Victims of minor crime will no longer be visited by Cambridgeshire police as chiefs battle to scale back the budget.
Cambridgeshire Constabulary is rolling out a scheme it trialled in Peterborough across the county in a bid to save officers’ time.
Previously anyone affected by minor crime which is not an immediate emergency, such as theft, would receive a visit from an officer within a couple of days.
Chief Constable Simon Parr said: “We are going to start to take a tough line with whether we come out to see the public.
“Over the next few weeks or months if you want the police, either deal with it on the phone or make an appointment to come to us.
“There is so much to do, in particular our fight against the more dangerous and violent parts of the community.
“We have not had any complaints about the appointment system so far but we may as it becomes more frequent so we will introduce it slowly to get people used to it.
“Our currency can’t be money, we have £20 million less. Our currency is operational hours. How many hours can we get out of everyone we employ?

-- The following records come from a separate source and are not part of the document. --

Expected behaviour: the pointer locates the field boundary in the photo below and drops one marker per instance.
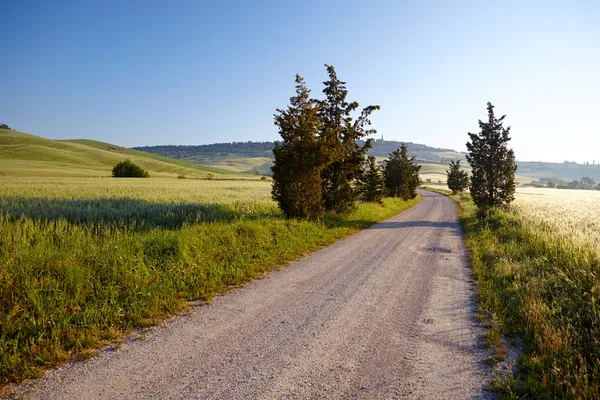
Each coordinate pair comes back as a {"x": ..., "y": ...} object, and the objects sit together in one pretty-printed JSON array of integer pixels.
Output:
[
  {"x": 97, "y": 295},
  {"x": 539, "y": 293}
]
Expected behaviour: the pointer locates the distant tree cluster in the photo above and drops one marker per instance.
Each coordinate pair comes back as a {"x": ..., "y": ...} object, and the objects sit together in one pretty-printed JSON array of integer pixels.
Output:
[
  {"x": 127, "y": 169},
  {"x": 401, "y": 174},
  {"x": 373, "y": 185},
  {"x": 458, "y": 180},
  {"x": 185, "y": 151},
  {"x": 492, "y": 162},
  {"x": 585, "y": 183}
]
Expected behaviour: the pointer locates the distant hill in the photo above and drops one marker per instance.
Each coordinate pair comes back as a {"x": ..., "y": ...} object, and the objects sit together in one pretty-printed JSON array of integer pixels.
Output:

That’s what started the appointment system.”
It was launched as a pilot at Thorpe Wood police station in January and has since been used at 10 other police stations.

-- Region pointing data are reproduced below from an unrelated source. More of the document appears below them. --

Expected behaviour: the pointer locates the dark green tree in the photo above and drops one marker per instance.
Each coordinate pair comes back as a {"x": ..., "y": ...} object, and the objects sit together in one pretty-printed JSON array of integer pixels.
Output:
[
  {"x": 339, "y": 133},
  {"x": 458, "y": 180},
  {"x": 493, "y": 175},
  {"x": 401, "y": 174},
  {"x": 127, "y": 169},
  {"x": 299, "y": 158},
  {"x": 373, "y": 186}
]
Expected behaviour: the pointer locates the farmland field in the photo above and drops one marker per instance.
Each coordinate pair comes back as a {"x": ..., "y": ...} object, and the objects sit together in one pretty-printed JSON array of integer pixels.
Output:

It came under fire from the Police Federation, the group which represents constables, sergeants, inspectors and chief inspectors, which said the onus would be put on the victim to report the crime, driving down the number of incidents the police hear about.
But senior officers have defended the change which is part of a shake up of the force called Operation Redesign.

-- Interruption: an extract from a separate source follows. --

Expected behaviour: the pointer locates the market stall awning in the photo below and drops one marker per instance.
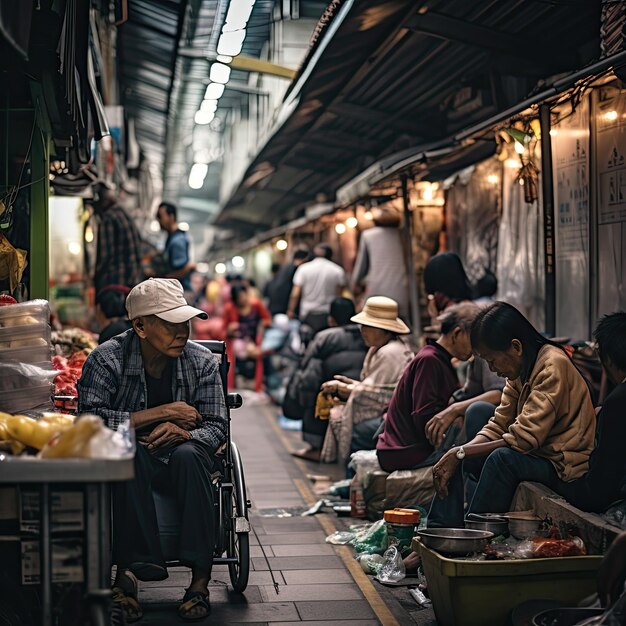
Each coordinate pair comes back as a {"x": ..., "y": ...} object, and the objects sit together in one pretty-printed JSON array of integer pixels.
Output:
[{"x": 384, "y": 76}]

The constabulary had its budget slashed by £20 million to £100 million a year and has had to find savings.
Mr Parr said the appointments system will free up officers’ time to deal with serious crime.
The change will also see Peterborough’s police have more control over priorities in the city as to how resources are deployed.
Mr Parr said: “In Peterborough you can almost draw a line down the middle of the city with very contrasting priorities on either side.
“Why would I give one block target for the person in charge of Peterborough?
“We will also be breaking down the force-wide management.
“If there is a particular problem in one area there will be more flexibility to move resources anywhere in the county rather than in the individual divisions.”
Cambridgeshire police is also joining some of its departments with the Hertfordshire and Bedfordshire forces, while also sharing facilities such as buildings with other partners like Peterborough City Council.
Mr Parr said the back office operations are the first place to make savings to protect front line policing.
Restoratative justice a ‘success’
A SYSTEM which reduces the number of criminals in the courts is being extended across the county.
Cambridgeshire police has trained 800 officers in the use of “restorative justice”, rather than punishing minor crimes and misdemeanour.
The scheme sees petty criminals doing something for the victim rather than being punished by the courts and ending up with a criminal record.
Chief constable Simon Parr said one example included a 16-year-old, who cannot be named, who stole £3 worth of goods from a shop.
He cleaned 100 shopping baskets for the shop rather than involve the courts.
The system saves money for both the Crown Prosecution Service and courts as well as time for the police officers.
Since it was started in February, 1,000 hours of police time has been saved dealing with just 68 incidents.